Selon BNP Paribas Real Estate, les investissements en matière d’immobilier d’entreprise continuent leur reprise.
Sur les neuf premiers mois de 2011, les investissements en immobilier d’entreprise se sont repris au cours des 9 premiers mois 2011 par rapport à la même période en 2010 selon BNP Paribas Real Estate, avec une hausse de 32% de ces derniers.
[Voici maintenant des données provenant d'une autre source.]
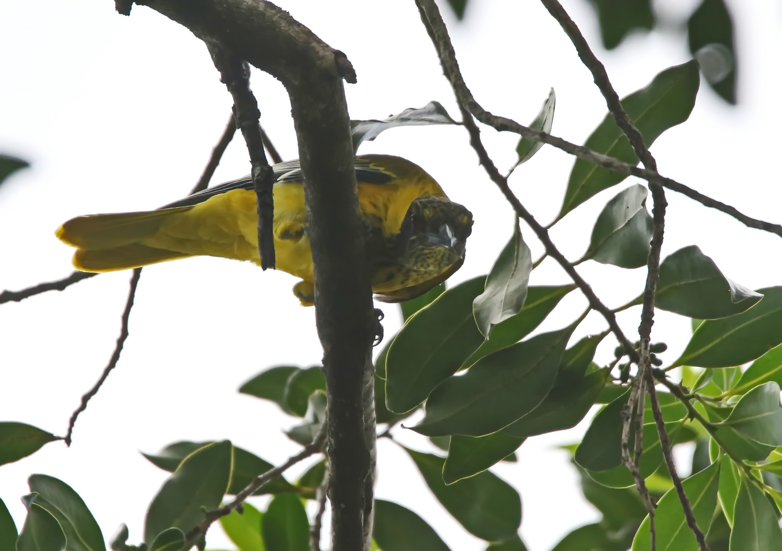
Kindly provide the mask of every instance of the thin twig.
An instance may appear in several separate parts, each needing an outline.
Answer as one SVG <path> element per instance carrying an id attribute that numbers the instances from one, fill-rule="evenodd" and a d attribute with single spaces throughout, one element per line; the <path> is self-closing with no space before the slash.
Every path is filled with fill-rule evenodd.
<path id="1" fill-rule="evenodd" d="M 74 412 L 73 415 L 70 416 L 70 420 L 68 421 L 68 431 L 63 439 L 65 440 L 66 445 L 69 446 L 70 445 L 70 438 L 74 434 L 74 425 L 76 424 L 76 420 L 79 417 L 79 413 L 87 409 L 88 403 L 98 393 L 101 385 L 103 385 L 106 377 L 109 377 L 109 374 L 113 369 L 117 367 L 117 363 L 120 361 L 120 354 L 122 353 L 122 348 L 125 345 L 125 340 L 129 335 L 127 322 L 131 317 L 131 309 L 133 308 L 133 301 L 136 297 L 136 288 L 138 286 L 138 278 L 141 276 L 142 269 L 135 268 L 133 270 L 133 275 L 131 277 L 131 290 L 127 293 L 127 302 L 125 302 L 125 311 L 122 313 L 122 328 L 120 330 L 120 336 L 117 339 L 117 345 L 114 347 L 114 352 L 111 355 L 111 359 L 109 360 L 109 364 L 103 370 L 103 373 L 101 374 L 100 378 L 98 379 L 98 382 L 90 388 L 87 394 L 81 397 L 81 403 L 77 408 L 76 411 Z"/>
<path id="2" fill-rule="evenodd" d="M 88 277 L 91 277 L 92 276 L 96 275 L 98 274 L 92 274 L 91 272 L 77 271 L 74 272 L 67 277 L 59 279 L 56 281 L 39 283 L 37 285 L 28 287 L 27 288 L 22 289 L 21 291 L 3 291 L 0 293 L 0 304 L 10 302 L 19 302 L 25 299 L 33 296 L 34 295 L 45 293 L 47 291 L 63 291 L 66 288 L 73 285 L 74 283 L 78 283 L 83 279 L 87 279 Z"/>
<path id="3" fill-rule="evenodd" d="M 321 430 L 317 431 L 317 435 L 315 435 L 312 442 L 305 445 L 304 449 L 300 452 L 289 457 L 288 460 L 282 465 L 269 469 L 263 474 L 256 476 L 246 488 L 236 494 L 236 497 L 234 498 L 233 501 L 226 503 L 221 507 L 217 507 L 217 509 L 207 511 L 204 520 L 191 528 L 190 531 L 188 531 L 185 535 L 185 545 L 189 544 L 190 546 L 192 546 L 196 540 L 197 540 L 201 535 L 206 533 L 209 527 L 211 526 L 215 521 L 225 517 L 226 515 L 231 514 L 231 511 L 238 509 L 248 497 L 252 496 L 256 490 L 263 486 L 264 484 L 273 481 L 275 478 L 280 478 L 285 470 L 300 461 L 302 461 L 315 453 L 322 452 L 323 445 L 325 443 L 326 435 L 328 431 L 328 423 L 324 423 L 321 426 Z"/>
Les bureaux, qui sont selon la filiale de la banque « considérés comme les actifs les plus liquides du marché » ont attiré les investisseurs avec 6,5 milliards d’euros investis. 55 % des volumes investis en immobilier d’entreprise au cours des 3 premiers trimestres de 2011 l’ont été dans des bureaux en Ile-de-France, qui restent le produit phare sur ce marché, avec 5,4 milliards d’euros investis. « Ce créneau de marché affiche ainsi une progression de 34 % sur les 9 premiers mois de 2011, comparativement à la même période de 2010 » note le conseil en immobilier d’entreprise.
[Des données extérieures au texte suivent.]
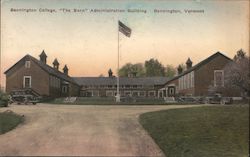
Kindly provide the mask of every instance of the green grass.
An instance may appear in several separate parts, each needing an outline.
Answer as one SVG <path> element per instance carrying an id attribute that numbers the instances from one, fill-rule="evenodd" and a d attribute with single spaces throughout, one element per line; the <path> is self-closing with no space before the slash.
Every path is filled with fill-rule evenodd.
<path id="1" fill-rule="evenodd" d="M 73 103 L 65 103 L 65 98 L 57 98 L 48 101 L 50 104 L 72 104 L 72 105 L 116 105 L 114 97 L 78 97 Z M 121 105 L 160 105 L 165 104 L 163 99 L 158 98 L 137 98 L 136 102 L 120 102 Z"/>
<path id="2" fill-rule="evenodd" d="M 0 134 L 4 134 L 14 129 L 22 123 L 24 118 L 13 112 L 0 112 Z"/>
<path id="3" fill-rule="evenodd" d="M 140 115 L 167 157 L 247 157 L 249 106 L 173 109 Z"/>

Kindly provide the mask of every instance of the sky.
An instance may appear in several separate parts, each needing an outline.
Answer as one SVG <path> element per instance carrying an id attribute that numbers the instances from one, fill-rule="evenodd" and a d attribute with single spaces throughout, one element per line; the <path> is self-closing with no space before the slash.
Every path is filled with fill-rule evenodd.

Chute des engagements sur l’immobilier commercial
L’immobilier commercial a à l’inverse connu une chute des engagements en surfaces commerciales sur les trois premiers trimestres de 2011. « Cette tendance repose principalement sur une baisse des transactions d’envergure qui avaient fortement soutenu l’activité en 2010», comme Cap 3000 note l’étude de BNP Paribas RE. « Néanmoins, les centres commerciaux restent attractifs pour les investisseurs grâce à « la bonne tenue des loyers », orientés à la hausse, et de « la faiblesse de la vacance », laquelle s’avère en baisse.
De la même façon, le secteur logistique est de son côté toujours en difficulté, avec 548 millions d’euros ont été investis sur 9 mois , soit 5,6 % des volumes engagés. «Les exigences de rentabilité des acheteurs ont donc été bien souvent incompatibles avec celles des vendeurs, limitant ainsi la fluidité du marché », note BNP Paribas Real Estate.
Pessimisme pour 2012
Le conseil se montre toutefois peu optimiste du fait du contexte économique délicat lié à la crise de la dette, qui devrait avoir un impact sur l’activité des entreprises. Le ralentissement pourrait même s’opérer dès le 4ème trimestre 2011, avec un objectif de 14-15 milliards d’euros sur l’ensemble de l’année 2011 en termes de volumes d’engagement. Il serait dès lors supérieur à celui enregistré en 2010, à 13,6 milliards. L’étude trace plusieurs scénarios pour l’an prochain au niveau des volumes, avec un scénario central situé entre 10 et 12 milliards d’euros et un scénario pessimiste, entre 8 et 10 milliards d’euros, ce qui, dans ce dernier cas, les ramènerait à leurs niveaux de 2009.